Many small businesses, however, still prefer the classic business term loan. Despite the undeniable benefits of the newer options, business term loans can most certainly be the most effective choice for growing your business. In the construction industry, for instance, contractors continue to rely on business term loans for important projects.
Why this industry favors the most traditional option
Like myriad other industries, construction contractors favor business term loans primarily for their fixed interest rates and durations. You know exactly how much money you’ll be paying per month, which makes it easier to calculate how much debt you can afford to take on beforehand. Before the emergence of companies like United Capital Source, the biggest disadvantage of business terms loans was the amount of time you had to wait to receive funding. That waiting period has since gone from approximately three to four months to three to four business days. This is vital for contractors, who don’t always know how much an upcoming project is going to cost in the months before they get started.
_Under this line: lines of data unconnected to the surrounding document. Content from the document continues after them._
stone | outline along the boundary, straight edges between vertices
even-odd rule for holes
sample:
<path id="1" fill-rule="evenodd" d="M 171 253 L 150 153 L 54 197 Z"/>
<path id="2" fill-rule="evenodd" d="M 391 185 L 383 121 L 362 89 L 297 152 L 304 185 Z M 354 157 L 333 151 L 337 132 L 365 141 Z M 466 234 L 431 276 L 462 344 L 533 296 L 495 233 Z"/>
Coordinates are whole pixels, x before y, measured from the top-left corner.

Once that total cost is figured out, it’s usually much higher than the typical amounts that are accessed through other programs. This is perhaps the second biggest reason term loans are preferred by contractors who often work with mass quantities of brick, wood, or steel. Business term loans carry the highest borrowing limits available. This is the kind of money contractors need to pay for materials, labor, and other business expenses until invoices for their work are processed. Other companies that require similarly large upfront payments include limousine and rental car operators, which must purchase entire fleets of vehicles as soon as their more popular models become outdated.
Business credit is crucial for construction contractors
Some of the alternatives to business term loans were created primarily to increase accessibility to funding. These programs are easier to qualify for and pay back, especially for businesses with unstable cash flow. While business term loans from United Capital Source are significantly more accessible than bank loans, the program remains among the least accessible on the market. Borrowers must possess stellar credit, strong cash flow, and consistent revenue. Having more than enough money in the bank and the ability to provide collateral would be extremely helpful as well.
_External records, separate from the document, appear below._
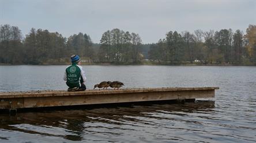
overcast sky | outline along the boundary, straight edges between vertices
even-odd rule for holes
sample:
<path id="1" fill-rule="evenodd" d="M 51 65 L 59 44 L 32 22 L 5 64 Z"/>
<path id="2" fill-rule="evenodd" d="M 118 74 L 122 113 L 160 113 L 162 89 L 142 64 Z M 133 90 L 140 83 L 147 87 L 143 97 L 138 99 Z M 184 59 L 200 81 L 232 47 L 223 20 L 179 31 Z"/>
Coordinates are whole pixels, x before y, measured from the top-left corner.
<path id="1" fill-rule="evenodd" d="M 256 25 L 256 0 L 240 1 L 7 1 L 0 0 L 0 24 L 17 26 L 24 36 L 32 28 L 78 32 L 93 42 L 119 28 L 156 42 L 170 30 L 179 32 L 231 28 L 245 33 Z"/>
This partially explains why business term loans are prevalent for construction contractors. In this industry, it’s very difficult to stay competitive and take on increasingly lucrative projects without stellar credit and capitalization. Just a few months’ worth of repayments for a business term loan can boost your business credit score, whereas payments for other programs, like a merchant cash advance, will do nothing for your personal or business credit score. Business term loans are therefore an extremely attractive option for anyone looking to acquire new business partners, from retail stores to wholesalers.
What exactly is a long-term investment?
Numerous business funding programs are designed for long-term investments. There is a distinct difference, however, in the type of long-term investment that is suited for a business term loan compared to another option. Business term loans are ideal for particularly expensive and lengthy efforts that do not contribute to revenue for an extended period of time. Why do these stipulations work for certain businesses? Because their businesses are probably doing just fine without the additional revenue. This suggests that a business term is often more of a “want” than a “need.”
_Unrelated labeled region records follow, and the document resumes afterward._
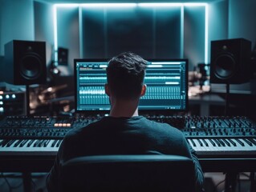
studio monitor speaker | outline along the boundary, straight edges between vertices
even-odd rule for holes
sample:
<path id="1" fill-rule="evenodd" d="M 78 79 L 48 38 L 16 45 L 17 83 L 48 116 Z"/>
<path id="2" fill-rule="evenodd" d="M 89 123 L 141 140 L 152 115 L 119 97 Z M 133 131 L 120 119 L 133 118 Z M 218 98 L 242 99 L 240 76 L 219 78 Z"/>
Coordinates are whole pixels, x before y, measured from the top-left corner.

Other programs are geared more towards the latter category. In such cases, the borrower might need the funds to help cover regular business expenses until the investment begins to increase revenue. Rather than making fixed monthly payments, the borrower might choose a program that allows him or her to pay off the brunt of the debt when cash flow has stabilized. Had the borrower been given a business term loan instead, the repayment structure might only do more damage to cash flow or force the borrower to dig into operational or personal funding.
If you have the means, why not?
As you can see, the general consensus in regards to business term loans is “if you can qualify, go for it.” In fact, a number of UCS clients took out more accessible business loans solely to boost their credit scores so they could eventually qualify for business term loans. These are the kind of options younger construction companies should consider because at some point, a business term loan will be needed to finance a potentially game-changing project.